テムコの鉄道博物館


 チリのテムコ(Temuco)には鉄道博物館があるというので乗り鉄の前にちょっとのぞくことにします。

 鉄道博物館はテムコ駅から線路沿いを北東に15分ほど歩いたところにあります。この辺り旅客列車は少ない区間ですが、道々結構頻繁に木材輸送の貨物列車や単機の行き来を見ることができました。その本線からバス通りを挟んで引込線が博物館内にのびています。


 さて博物館の敷地に入るとよく手入れされた芝生が青々と広がり、錆び付いた車両が野ざらしで展示されています。この芝生のある辺りは普通の公園のように開放されているので子供連れやカップルが憩う場所になっていました。車両の周りでラテンらしく濃厚にくっついているカップルがいたりするのでデジカメ向けにくかったりも。左下のイタリア製電車AMZ-51は一応まだ色が残っていましたが、朽ちるにまかせるという感じです。


 芝生の中を進むと奥に扇形機関庫が登場。ここから有料になるので門の脇で切符を買います。入るとまずビデオ(英語字幕付きのもの)を見せてくれるという段取りですが、このビデオが何やら文芸的な内容で面食らいます。

 改めてもらったパンフを見るとMuseo Nacional Ferroviario Pablo Neruda(パブロ・ネルーダ国立鉄道博物館)とありました。この鉄道博物館、鉄道員の父を持ちテムコで幼少期を過ごした詩人パブロ・ネルーダ(ノーベル文学賞受賞者)を記念したものなのだそう。と言われても文学に疎くスペイン語もできない私には縁遠い世界なのですが。

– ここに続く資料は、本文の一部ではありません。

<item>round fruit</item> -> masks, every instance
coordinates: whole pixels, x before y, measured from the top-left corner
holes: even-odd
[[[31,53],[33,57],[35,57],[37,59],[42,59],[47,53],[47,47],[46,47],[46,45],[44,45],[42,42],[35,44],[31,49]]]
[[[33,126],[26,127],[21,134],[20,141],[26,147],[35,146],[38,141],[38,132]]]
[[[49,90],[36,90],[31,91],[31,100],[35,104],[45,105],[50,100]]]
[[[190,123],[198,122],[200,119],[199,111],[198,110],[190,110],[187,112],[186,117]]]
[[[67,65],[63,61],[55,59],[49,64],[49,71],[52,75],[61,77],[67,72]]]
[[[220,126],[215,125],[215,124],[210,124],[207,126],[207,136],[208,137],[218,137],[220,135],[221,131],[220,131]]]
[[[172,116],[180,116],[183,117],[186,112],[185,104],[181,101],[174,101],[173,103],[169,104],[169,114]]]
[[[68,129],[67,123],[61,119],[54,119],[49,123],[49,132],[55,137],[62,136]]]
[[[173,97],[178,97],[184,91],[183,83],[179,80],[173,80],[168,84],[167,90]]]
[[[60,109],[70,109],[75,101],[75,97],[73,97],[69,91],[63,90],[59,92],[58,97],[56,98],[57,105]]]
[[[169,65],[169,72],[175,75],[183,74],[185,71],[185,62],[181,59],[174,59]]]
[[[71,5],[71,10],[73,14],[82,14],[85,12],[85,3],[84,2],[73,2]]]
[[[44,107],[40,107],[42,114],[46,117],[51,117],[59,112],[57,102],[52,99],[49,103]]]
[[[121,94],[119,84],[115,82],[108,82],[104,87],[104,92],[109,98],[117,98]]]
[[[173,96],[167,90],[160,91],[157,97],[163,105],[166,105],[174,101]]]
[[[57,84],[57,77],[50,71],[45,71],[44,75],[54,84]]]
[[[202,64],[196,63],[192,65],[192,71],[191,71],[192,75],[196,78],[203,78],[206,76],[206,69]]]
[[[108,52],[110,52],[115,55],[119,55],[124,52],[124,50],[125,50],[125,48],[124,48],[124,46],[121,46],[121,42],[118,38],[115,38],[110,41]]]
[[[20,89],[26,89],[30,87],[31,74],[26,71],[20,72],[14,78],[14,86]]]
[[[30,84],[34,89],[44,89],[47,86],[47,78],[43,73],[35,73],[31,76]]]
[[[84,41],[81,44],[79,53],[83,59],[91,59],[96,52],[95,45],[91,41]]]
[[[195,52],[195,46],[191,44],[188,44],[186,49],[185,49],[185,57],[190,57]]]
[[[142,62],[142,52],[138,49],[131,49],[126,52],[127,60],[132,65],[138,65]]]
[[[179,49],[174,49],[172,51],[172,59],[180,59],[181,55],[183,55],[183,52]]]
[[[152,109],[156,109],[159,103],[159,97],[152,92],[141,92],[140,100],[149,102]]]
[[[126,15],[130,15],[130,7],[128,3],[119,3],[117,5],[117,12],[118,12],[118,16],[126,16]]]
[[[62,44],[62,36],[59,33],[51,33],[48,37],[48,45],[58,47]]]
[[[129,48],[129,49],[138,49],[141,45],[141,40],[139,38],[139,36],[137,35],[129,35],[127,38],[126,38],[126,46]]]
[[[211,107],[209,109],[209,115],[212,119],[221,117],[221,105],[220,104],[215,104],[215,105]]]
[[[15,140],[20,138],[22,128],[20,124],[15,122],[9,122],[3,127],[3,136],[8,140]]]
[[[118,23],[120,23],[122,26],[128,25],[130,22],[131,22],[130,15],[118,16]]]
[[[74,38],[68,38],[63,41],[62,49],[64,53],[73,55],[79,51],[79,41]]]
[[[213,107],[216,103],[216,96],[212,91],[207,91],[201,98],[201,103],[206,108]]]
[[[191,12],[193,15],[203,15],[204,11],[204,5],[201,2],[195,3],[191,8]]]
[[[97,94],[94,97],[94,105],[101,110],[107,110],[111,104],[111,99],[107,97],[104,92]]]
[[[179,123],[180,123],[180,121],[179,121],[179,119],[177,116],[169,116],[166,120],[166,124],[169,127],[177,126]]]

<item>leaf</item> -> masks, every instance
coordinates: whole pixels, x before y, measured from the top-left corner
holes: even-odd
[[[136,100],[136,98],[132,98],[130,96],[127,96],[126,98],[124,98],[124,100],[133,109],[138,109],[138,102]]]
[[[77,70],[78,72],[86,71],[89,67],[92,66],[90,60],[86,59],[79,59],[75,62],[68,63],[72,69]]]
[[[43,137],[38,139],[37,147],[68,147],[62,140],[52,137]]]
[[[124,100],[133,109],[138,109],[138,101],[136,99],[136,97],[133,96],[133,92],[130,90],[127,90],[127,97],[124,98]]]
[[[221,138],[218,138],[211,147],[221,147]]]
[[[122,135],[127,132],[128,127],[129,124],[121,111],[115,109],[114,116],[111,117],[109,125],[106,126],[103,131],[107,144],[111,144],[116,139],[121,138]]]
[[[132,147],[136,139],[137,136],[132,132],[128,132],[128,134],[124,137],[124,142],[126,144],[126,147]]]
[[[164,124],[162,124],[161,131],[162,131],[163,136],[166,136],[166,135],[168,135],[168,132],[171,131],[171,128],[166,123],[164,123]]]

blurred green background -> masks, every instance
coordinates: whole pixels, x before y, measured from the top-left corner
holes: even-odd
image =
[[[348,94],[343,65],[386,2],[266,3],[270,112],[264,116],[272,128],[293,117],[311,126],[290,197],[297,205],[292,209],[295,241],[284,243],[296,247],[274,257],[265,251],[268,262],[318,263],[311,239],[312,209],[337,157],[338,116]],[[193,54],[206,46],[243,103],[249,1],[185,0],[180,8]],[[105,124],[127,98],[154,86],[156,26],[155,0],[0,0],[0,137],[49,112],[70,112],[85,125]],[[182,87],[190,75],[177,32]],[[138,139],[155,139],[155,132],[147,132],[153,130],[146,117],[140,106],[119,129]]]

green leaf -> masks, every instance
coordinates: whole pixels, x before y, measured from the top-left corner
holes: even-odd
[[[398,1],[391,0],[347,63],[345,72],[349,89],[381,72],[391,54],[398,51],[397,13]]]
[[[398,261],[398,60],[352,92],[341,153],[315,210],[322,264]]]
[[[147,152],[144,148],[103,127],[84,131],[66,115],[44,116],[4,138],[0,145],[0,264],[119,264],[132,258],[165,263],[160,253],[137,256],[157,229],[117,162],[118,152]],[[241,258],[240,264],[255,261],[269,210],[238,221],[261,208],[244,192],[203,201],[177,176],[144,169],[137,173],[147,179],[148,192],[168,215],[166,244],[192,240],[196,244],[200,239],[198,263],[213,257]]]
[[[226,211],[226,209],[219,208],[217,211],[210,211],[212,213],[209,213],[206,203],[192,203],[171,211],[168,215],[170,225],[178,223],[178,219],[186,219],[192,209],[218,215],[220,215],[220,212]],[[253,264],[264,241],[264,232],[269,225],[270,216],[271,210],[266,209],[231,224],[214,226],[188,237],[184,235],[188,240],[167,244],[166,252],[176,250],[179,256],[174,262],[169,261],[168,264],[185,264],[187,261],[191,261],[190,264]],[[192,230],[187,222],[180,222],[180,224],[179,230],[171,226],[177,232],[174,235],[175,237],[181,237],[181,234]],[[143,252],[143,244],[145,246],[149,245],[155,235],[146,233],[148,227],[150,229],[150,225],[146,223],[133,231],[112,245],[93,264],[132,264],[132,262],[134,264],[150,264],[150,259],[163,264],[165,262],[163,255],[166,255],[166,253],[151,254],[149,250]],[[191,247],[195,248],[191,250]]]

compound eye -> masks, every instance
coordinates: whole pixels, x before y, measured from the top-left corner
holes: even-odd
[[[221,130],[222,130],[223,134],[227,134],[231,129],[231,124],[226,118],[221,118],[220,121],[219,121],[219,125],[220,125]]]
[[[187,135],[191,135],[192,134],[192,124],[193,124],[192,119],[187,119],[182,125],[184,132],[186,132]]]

 展示は蒸気機関車が中心なので蒸機に興味がない私にはどうも猫に小判豚に真珠、軽く一回りしてテムコ駅に戻りました。日本製車両もあったので蒸機好きなら来て損はなさそうです。また南米文学や詩がお好きな方ならそちらの面からも楽しめるかも。


 キレイな内装が保たれている大統領用お召し客車。こんなので旅行したらオツだろうなあ。